Alcohol-impaired driving deaths are most common among drivers 21-30 years old. In this group, half of the passenger vehicle drivers who were killed in crashes during 2001 had BACs of 0.08 percent or more. This compares with 9 percent among drivers older than 60.
Among drivers of all ages, the problem is worse among men than women. Thirty-nine percent of male drivers killed in 2001 had BACs of 0.08 or more. The comparable proportion of females was 19 percent.
Total motor vehicle fatalities aren't changing much year to year (42,116 in 2001 compared with 41,821 in 2000). The death rate per 100,000 people has been constant at 15 since 1998.

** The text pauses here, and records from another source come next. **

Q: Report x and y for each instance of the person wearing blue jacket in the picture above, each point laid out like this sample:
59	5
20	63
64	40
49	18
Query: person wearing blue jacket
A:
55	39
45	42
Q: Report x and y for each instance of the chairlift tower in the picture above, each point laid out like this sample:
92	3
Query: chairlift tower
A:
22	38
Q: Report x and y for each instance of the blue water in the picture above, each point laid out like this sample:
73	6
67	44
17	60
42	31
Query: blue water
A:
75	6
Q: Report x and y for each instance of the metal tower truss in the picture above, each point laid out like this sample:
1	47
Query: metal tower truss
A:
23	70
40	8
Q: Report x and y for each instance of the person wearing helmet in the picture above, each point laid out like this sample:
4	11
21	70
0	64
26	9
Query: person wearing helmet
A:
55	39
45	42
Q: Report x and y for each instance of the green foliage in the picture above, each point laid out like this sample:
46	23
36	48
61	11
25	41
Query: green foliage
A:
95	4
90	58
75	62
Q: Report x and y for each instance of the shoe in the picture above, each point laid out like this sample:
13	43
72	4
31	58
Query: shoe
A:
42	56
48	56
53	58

Motorcycle deaths go up again
Deaths of motorcyclists have gone up every year since a low of 2,056 in 1997. In 2001 the cyclist toll was 3,109. Deaths of older cyclists have been going up even longer, since 1993. But until 1997 the decline in deaths among younger riders was enough to offset the increase among older riders. By 1999 riders 40 and older were accounting for more motorcyclist deaths than riders 29 and younger (see Status Report special issue: motorcycle deaths, Jan. 12, 2002). Thirty-nine percent of all cyclist deaths in 2001 were riders 40 and older. This group accounted for 14 percent of rider deaths in 1990.
Motor vehicle deaths
Total number of deaths, 1975-2001
Death rates per 100,000 people, 1975-2001
Deaths by age of rider, 1990-2001
Percent change in deaths since 1995
Helmet use is one of the most important factors in fatal motorcycle crashes. An unhelmeted rider is 40 percent more likely than a helmeted one to suffer a fatal head injury. In the 20 states and the District of Columbia where all motorcyclists are required to wear helmets, the use rate approaches 100 percent. This compares with about 50 percent of riders wearing helmets in other states where the laws don't apply to all riders. Helmet use also is a factor in bicycle deaths. Eighty-two percent of bicyclists killed in 2001 weren't wearing helmets.

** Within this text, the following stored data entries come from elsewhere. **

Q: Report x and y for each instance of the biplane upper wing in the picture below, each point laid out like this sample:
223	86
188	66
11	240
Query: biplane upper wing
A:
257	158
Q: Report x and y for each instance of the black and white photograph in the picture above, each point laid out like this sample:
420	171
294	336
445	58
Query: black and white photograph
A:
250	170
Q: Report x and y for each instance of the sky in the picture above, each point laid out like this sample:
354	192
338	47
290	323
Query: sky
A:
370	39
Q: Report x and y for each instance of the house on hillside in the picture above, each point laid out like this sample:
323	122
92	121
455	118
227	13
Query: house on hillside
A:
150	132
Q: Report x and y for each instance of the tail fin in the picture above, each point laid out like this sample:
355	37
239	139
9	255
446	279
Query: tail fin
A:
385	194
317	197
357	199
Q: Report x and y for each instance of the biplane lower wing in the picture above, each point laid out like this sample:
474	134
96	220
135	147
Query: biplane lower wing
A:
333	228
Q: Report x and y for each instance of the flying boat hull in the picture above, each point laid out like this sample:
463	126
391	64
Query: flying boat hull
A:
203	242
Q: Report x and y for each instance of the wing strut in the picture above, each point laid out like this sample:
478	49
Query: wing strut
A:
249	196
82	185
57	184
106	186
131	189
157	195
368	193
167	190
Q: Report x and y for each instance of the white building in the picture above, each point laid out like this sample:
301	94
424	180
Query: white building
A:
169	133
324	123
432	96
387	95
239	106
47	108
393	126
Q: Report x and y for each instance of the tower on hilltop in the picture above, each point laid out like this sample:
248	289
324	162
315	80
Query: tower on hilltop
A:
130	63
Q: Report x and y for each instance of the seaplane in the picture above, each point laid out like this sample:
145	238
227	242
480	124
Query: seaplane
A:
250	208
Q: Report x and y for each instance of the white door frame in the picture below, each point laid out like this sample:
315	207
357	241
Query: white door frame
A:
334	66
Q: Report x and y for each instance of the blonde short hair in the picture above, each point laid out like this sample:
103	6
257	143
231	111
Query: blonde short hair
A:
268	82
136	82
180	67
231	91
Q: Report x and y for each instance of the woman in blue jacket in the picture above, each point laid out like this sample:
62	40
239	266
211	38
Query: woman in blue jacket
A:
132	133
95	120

Child occupant, pedestrian, and bicyclist deaths
Deaths of children younger than 13
as passenger vehicle occupants, pedestrians, and bicyclists, 1975-2001
A positive finding is that deaths of children 12 and younger are declining. Pedestrian and bicyclist deaths have declined fairly steadily since 1975. However, child passenger vehicle occupant deaths have been on the decline only since the mid-1990s, following the launch of a national outreach campaign to move kids to the rear seats of vehicles and ensure they ride properly restrained. Thirty-one percent of all fatally injured child passengers in 2001 were riding in front seats, down from 44 percent a decade earlier.

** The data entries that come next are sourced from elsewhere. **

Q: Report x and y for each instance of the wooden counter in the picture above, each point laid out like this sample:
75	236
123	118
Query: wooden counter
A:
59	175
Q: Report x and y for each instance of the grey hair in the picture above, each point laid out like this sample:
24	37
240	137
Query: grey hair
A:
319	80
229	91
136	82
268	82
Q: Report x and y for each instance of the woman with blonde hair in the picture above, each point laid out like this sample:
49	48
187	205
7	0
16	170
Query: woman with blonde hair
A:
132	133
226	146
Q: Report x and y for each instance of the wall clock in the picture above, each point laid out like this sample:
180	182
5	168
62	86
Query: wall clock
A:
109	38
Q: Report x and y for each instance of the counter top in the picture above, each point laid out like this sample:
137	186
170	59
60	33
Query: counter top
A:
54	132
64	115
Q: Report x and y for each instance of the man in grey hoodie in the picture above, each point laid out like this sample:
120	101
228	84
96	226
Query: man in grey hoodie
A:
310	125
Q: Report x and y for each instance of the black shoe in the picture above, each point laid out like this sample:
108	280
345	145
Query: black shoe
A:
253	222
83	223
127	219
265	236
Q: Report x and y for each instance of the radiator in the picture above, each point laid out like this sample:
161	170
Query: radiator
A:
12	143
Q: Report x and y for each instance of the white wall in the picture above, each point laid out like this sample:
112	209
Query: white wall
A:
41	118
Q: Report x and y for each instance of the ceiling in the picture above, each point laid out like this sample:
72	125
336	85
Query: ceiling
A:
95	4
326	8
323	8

Williams points out that "there's still room for improvement. For example, in some states children who are too old to be covered by child restraint laws are protected by adult belt laws that apply only to people riding in front seats. So it's perfectly legal for children to ride unrestrained in rear seats. This makes no sense because the back seat is where we tell parents it's safest for their children to ride. Every restraint law should cover every child who rides in the back seat."
Deaths inched up in 2001, increasing by 2 percent to 4,882. Older people (65+ years old) are particularly hard hit. Pedestrian deaths per 100,000 people in this group are 2.5 times higher than among younger people.